Runtime QA / end-to-end observation → give the repo a way to drive the real artifact and capture its actual output, and wire it into verify (or a CI job if it's slow). Take the e2e/UI-driver pick for the stack from references/tooling-2026.md (pin the latest version and read that version's docs, per Hard rules; if the reference has no e2e pick for the stack, WebSearch the current standard).
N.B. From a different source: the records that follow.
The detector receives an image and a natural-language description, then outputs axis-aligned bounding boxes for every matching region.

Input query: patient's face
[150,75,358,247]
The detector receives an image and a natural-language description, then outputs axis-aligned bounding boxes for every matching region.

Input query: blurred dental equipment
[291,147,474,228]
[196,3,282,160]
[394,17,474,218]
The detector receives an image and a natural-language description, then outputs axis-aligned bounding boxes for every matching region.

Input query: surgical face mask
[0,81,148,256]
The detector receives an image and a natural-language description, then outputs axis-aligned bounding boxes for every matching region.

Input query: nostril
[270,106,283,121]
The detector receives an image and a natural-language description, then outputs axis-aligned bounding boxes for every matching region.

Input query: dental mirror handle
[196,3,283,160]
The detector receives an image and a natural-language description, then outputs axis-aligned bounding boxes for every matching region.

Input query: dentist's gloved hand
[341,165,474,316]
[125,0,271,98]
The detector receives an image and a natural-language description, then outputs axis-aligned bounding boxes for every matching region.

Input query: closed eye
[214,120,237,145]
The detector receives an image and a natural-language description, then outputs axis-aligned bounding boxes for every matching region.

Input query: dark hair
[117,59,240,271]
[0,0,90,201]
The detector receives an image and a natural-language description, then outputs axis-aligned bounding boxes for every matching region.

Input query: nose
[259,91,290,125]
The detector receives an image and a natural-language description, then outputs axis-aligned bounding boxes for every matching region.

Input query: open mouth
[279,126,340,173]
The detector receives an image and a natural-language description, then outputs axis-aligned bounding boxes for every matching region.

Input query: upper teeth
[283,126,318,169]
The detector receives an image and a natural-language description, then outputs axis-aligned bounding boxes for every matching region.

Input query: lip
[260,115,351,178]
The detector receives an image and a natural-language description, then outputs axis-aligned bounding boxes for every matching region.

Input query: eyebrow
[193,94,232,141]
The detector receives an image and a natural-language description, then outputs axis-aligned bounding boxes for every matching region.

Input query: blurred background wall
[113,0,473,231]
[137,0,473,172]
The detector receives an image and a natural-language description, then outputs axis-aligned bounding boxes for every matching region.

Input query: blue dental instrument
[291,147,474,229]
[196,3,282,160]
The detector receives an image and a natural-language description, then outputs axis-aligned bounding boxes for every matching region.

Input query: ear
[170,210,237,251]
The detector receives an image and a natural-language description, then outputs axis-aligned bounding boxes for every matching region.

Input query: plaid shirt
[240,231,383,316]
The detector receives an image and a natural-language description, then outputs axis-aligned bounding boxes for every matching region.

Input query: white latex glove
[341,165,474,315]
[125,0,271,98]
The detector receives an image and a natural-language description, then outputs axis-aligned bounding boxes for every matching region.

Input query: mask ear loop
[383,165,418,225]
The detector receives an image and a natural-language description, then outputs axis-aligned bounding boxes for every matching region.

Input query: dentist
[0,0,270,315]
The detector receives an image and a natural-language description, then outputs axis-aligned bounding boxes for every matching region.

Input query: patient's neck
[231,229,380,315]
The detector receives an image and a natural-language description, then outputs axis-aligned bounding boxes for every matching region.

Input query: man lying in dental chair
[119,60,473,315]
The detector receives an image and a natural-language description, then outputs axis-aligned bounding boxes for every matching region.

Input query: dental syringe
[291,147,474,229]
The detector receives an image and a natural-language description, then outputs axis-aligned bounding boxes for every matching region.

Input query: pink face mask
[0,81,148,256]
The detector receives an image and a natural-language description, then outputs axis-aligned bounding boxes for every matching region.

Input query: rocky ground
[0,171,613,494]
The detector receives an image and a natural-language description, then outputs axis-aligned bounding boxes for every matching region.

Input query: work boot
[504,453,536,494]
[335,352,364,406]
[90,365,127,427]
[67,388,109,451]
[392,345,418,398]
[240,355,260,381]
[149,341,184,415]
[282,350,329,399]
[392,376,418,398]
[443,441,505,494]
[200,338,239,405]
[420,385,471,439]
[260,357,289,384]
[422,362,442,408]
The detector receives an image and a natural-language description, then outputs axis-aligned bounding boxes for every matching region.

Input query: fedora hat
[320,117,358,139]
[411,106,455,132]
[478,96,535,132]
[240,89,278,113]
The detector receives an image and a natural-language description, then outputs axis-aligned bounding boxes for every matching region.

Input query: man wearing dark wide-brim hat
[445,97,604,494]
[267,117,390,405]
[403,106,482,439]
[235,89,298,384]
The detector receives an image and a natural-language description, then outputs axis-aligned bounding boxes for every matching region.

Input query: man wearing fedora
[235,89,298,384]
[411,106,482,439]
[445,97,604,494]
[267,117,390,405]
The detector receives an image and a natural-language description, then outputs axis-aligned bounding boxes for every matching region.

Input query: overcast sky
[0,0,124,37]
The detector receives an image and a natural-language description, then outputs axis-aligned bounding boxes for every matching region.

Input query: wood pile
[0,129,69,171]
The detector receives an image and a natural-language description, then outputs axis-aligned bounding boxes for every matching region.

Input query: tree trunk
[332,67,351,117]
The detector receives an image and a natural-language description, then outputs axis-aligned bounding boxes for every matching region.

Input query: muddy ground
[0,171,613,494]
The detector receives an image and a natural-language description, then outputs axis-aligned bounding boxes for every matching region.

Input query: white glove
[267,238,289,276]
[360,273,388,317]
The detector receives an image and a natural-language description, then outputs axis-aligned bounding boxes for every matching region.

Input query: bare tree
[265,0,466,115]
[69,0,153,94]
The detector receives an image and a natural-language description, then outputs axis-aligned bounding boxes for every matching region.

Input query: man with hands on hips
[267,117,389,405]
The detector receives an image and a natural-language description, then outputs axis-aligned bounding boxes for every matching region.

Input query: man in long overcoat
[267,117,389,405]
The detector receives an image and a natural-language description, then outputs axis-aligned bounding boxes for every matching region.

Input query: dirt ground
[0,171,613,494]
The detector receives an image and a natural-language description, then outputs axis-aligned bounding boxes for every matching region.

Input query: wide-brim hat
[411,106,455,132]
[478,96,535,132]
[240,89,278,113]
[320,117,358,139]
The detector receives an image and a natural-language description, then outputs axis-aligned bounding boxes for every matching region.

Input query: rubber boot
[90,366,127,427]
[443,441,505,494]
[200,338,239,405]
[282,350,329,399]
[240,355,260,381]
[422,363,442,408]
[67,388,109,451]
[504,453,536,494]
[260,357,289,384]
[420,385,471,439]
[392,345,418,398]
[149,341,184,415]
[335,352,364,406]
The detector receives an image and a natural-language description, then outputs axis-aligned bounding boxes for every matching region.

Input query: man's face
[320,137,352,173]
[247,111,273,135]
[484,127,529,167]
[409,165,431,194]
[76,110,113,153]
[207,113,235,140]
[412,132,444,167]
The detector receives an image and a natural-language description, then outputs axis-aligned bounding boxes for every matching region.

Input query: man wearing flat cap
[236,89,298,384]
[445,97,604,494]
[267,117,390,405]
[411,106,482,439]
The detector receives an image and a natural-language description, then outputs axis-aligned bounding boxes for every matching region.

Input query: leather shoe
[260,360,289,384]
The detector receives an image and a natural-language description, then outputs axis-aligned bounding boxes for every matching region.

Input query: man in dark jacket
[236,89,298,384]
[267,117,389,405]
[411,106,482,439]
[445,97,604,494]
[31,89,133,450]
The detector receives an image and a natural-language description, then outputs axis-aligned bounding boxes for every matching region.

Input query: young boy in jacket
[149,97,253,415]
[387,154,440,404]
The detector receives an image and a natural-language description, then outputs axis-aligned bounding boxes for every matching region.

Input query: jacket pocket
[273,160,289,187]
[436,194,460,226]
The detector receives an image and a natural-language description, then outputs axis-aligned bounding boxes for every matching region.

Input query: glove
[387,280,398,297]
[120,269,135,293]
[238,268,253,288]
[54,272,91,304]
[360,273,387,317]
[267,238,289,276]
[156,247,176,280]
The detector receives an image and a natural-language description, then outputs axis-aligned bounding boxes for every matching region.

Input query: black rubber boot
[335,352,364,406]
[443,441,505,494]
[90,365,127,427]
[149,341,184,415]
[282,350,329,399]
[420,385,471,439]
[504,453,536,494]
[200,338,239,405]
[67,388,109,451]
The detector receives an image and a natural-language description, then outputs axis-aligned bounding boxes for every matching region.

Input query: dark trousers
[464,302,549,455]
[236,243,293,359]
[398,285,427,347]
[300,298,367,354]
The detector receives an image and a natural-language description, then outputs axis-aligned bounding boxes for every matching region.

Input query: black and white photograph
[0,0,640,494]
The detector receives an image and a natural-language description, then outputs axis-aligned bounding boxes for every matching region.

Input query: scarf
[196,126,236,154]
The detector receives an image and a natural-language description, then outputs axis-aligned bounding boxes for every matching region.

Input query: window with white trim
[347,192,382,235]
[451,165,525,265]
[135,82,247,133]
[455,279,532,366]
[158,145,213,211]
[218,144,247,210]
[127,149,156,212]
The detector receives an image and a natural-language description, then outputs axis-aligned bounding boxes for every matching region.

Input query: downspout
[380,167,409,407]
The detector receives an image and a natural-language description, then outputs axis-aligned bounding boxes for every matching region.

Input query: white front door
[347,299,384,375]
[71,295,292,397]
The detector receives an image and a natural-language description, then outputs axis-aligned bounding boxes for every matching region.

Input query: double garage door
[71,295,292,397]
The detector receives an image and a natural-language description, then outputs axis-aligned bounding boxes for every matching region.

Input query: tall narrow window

For a UI, capture a screenshot/DOM dump as observable evidence where the tool supports it; for a service/CLI, an integration/smoke test that invokes it for real and asserts on stdout / exit code / HTTP response; for a pure library, integration tests over the public API. Keep it a thin real-exercise layer that proves the artifact runs — not an exhaustive E2E suite this skill isn't scoped to author — and don't add a UI harness to a repo with no UI.

Step 5 — Self-verify

Run the new verify command. Confirm exit 0. If the newly-added linters/SAST surface pre-existing violations, report them to the user — do not silently suppress rules to force green. Let the user decide: fix now, or baseline the existing backlog (new and changed code stays fully gated). "Baseline" never means disabling a check, lowering a threshold, or excluding dead-code/duplication going forward.

Step 6 — Record the decision

Write an ADR to docs/adr/ (create the dir if needed) capturing what was changed, which categories were skipped, and why — so the prep is documented where the work happened. One short file: Context / Decision / Consequences.

Gotchas

Adding a linter to an existing repo floods you with violations. That's expected. Separate "wire up the gate" from "fix the backlog" — baseline only the pre-existing violations (a snapshot/ratchet, or scope the first pass to changed files) so the fixup isn't blocking. The gate still runs in full, and new/changed code must pass every check. Baselining the backlog is never licence to disable a check, lower a threshold, or drop dead-code/duplication going forward — that is the "it's only for production" drift, and it defeats the whole point.
grep -E on Windows Git Bash works, but CRLF line endings can confuse size/line checks. wc -l is reliable; trust it over grep -c.
Don't add ports/adapters/hexagonal layering here. That's tempting "agent readiness" theater and out of v1 scope — it adds files without earning their keep on most repos. Stick to the five categories.
Green unit tests are not "the artifact works." Unit tests assert on internals; an app can pass every one and still render a blank screen or a dead button. Category 5 exists because agents (and humans) ship code they never actually ran. But match the artifact — a library wants integration tests over its public API, not a browser; a service wants a real invocation asserting on its response. Don't stand up a UI harness where there's nothing to drive, and keep it thin — proving it runs, not an exhaustive E2E suite.
"I added SAST, so security is done" is the trap. SAST scans your code; it is blind to your dependencies. A repo with SAST but no dependency audit is wide open to a vulnerable or malicious package, and a repo with both but no secret scanning can still leak a committed key. The security gate is not satisfied until all three layers — SAST, dependency/supply-chain audit, and secret scanning — are wired into the harness. Treating any one as "security" is a partial gate.
The skill is the methodology; there is no bundled driver. A language-agnostic detector script would go stale immediately — the detection lives in Step 1's probes and your judgment + WebSearch, on purpose.